Bang Chan ciddiyetle Hyunjine bakıyordu. Bu bakış ciddi görünsede, gözlerinin içindeki eski samimiyyet, özlemi görebiliyordum.
"Bunca zaman sonra neden burdasın?" Sorduğu soruda imma ettiği tek şey burda olması değildi. Neden bunca zaman'a kadar onların karşısına değilde, burda benimle birlikte karşılarına çıkması onun kafasını karıştırmıştı.
"Beni neden merak ediyorsun ki?"
"Konu seni merak etmeğimiz değil Hyunjin. Konu şu an burda ne yapıyor oluşunu merak ediyoruz."
Hyunjin'den sonra gözleri beni buldu. Sanki bu yaşanacakları biliyormuşcasına bakıyordu. Ne yapa bilirdim ki? Bu bakış karşısında tek yapa bileceyim şey kafamı yere tikmekti.
"Bu konuyu sonra konuşacağız seninle. Şimdi aşağı inelim orda konuşuruz."
Diye emr verdi Bang Chan."Jeongin nerde? Burda olması gerekmiyor muydu?" Seungminin sorusuyla afalamıştım.
"Şu yan odada uyuyor." İşaret parmağımı kaldığı odaya doğrultdum. Minho hariç hepsi Jeonginin odasına gitmişti.
Aniden kolumdan tutulup odaya atıdığımda bunu yapan kişiye baktım. Minho.

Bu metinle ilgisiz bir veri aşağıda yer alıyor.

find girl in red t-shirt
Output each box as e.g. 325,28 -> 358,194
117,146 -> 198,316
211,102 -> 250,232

"Ne zamandır tanışıyorsun bununla?"
Tamda üstüne bastın. Şimdi ne söyleyeceğim? Sizinle olan Hyunjin konuşmasından hemen akşam tanıştım mı diyeceğim? Hah!
"Cevap versene Yeonson!" Eskisine nazaran kısıksesle konuşmaya başladı.
"Yeonson şu gözlerinin haline bak. Ne yaptı sana? Zorla mıydı her şey yoksa sende mi bizi kandırdın? Yok! Sen öyle biri olsaydı ben anlardım. Ama nasıl oluyor bunlar? Cidden kafam alak bulak!"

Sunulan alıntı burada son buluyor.